Cinco de ellos deciden continuar tomando unas cuantas cervezas más. Es julio, la noche resulta agradable y la conversación intensa. «Una ronda más, por favor». «Pero que sea rápida; cerramos en diez minutos». Y así cierre tras cierre les fueron echando amablemente de más de cuatro locales. Una noche de julio, no más allá de las dos de la madrugada, cuando los amigos tuvieron que despedirse ante la imposibilidad del arranque.

Calladamente, Zaragoza ha presumido durante décadas de la variedad de sus bares, de sus horarios, de la marcha nocturna. Cierto que ha bajado mucho, pero ¿tanto? Que unos cincuentones, tranquilotes, conocedores de su ciudad, tengan problemas para prolongar la noche en torno a unas cervezas y la correspondiente conversación dice mucho, y nada bueno, de la hostelería zaragozana.

Hemos sufrido zonas saturadas, problemas de ruido, protestas, cierres, etc., pero resulta bastante descorazonador que haya que recurrir a las aplicaciones de los móviles para encontrar un bar donde continuar con la tranquila marcha.

¿Tan bien les va que no necesitan vender más? No se trata, obviamente, de convertir la ciudad en un parque de bares permanente, pero si se busca una consolidación turística, ésta también pasa por disponer de un número suficiente de locales abiertos, que propicien la conversación, que ofrezcan buena música, mejor aún si es en vivo.

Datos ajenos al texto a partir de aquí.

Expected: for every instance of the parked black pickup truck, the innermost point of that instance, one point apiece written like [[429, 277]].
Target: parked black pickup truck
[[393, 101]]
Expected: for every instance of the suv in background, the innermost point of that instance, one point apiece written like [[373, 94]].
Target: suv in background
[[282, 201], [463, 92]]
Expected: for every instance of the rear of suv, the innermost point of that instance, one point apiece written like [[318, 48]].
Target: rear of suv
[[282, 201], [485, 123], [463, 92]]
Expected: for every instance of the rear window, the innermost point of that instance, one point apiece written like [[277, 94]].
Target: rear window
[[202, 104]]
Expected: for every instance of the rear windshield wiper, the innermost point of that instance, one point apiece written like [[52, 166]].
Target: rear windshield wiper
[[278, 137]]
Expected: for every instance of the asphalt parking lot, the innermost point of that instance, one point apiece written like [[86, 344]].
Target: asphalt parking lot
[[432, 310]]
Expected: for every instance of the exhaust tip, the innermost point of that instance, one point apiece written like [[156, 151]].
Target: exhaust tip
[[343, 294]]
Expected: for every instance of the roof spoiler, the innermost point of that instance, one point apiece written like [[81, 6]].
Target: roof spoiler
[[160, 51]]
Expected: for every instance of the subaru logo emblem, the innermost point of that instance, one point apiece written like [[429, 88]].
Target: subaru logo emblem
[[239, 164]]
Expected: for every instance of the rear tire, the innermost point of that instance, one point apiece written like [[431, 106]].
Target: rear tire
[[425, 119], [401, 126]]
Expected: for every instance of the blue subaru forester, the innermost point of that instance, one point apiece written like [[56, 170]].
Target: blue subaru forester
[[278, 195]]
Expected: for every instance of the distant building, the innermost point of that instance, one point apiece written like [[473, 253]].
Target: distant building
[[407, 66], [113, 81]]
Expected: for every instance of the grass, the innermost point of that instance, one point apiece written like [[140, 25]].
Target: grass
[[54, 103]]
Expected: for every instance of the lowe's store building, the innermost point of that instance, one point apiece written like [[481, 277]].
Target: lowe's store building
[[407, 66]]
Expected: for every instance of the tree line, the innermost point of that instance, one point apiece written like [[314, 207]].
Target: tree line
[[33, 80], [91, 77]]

Y a tenor de la experiencia de una tranquila, y bruscamente interrumpida, noche de verano, no parece que la ciudad ofrezca este servicio. Sabíamos de la carencia de bares diseñados para cincuentones, los pubs de antaño, pero constatar que el problema es general ha sido una triste sensación. Por la noche, claro, pero también por la ciudad.